The hatchery, built in 1950, operated for decades as part of a program to provide free sportfish for lakes and ponds in the region.
In 1996, however, it was closed because of federal budget cuts and taken over by Georgia, which managed the property and its popular aquarium but could not afford to continue to operate the hatchery. The aquarium, which was open to visitors, is also closed.
Two years ago, the site – which also includes Magnolia Springs State Park – attracted national attention as archaeologists unveiled discoveries linked to Camp Lawton, a Civil War prisoner of war stockade built there in 1864.
Plans were discussed in which the Fish & Wildlife Service and Georgia’s Wildlife Resources Division would reopen the hatchery, possibly during 2012.
“We would like to get it up and running and put appropriate staffing there, but we would have to have funding,” Brown said.
The site’s abundant freshwater springs make it attractive as a fish hatchery, he said, and possibilities for its reuse include raising striped bass or studying imperiled species, such as the shortnose sturgeon.

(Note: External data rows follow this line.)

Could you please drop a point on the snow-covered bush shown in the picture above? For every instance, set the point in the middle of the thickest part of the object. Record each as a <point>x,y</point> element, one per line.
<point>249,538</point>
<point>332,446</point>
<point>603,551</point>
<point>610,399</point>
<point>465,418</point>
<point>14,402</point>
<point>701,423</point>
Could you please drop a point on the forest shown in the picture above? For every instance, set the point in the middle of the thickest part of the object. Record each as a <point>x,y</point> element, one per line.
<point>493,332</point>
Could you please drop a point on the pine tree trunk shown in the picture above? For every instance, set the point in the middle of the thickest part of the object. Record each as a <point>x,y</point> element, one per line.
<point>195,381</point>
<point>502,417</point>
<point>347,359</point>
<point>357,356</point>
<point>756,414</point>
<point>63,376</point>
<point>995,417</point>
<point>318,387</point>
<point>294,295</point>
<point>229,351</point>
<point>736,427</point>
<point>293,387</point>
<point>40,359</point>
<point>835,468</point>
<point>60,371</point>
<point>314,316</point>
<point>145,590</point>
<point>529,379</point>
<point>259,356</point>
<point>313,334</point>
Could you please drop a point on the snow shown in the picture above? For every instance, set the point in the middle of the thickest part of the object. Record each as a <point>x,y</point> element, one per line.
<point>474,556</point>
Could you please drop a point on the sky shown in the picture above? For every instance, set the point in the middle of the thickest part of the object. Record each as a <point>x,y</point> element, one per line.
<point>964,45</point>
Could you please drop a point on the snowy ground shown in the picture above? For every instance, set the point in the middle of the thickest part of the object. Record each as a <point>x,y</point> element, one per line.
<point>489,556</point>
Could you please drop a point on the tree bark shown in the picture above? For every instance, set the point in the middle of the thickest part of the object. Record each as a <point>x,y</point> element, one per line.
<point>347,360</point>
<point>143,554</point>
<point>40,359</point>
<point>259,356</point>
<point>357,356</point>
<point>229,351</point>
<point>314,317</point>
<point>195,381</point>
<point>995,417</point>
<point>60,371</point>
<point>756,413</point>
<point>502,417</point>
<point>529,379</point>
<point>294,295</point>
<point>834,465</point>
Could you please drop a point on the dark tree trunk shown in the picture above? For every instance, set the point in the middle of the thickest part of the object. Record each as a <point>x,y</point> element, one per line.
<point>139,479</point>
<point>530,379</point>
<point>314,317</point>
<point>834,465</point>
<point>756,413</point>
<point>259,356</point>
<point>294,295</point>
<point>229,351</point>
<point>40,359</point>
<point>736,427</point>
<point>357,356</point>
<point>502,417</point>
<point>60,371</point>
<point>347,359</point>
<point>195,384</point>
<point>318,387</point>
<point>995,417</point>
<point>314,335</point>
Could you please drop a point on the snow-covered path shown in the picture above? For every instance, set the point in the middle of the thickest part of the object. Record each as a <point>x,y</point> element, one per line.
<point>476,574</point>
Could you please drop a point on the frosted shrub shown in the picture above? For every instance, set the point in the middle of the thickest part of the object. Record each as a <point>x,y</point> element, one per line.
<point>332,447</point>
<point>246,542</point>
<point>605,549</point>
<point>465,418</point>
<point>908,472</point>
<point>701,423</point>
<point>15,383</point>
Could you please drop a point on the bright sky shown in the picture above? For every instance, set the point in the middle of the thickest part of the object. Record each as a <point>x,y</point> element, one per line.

Federal authorities are also involved in discussions of the proposed deepening of Savannah Harbor, which includes mitigation payments for fisheries programs – including a fish passage structure at New Savannah Bluff lock and dam near Augusta.
When the reopening proposal was discussed in 2010, estimates indicated it would require $8.3 million to get the facility running again, with an annual operating budget of about $2.8 million.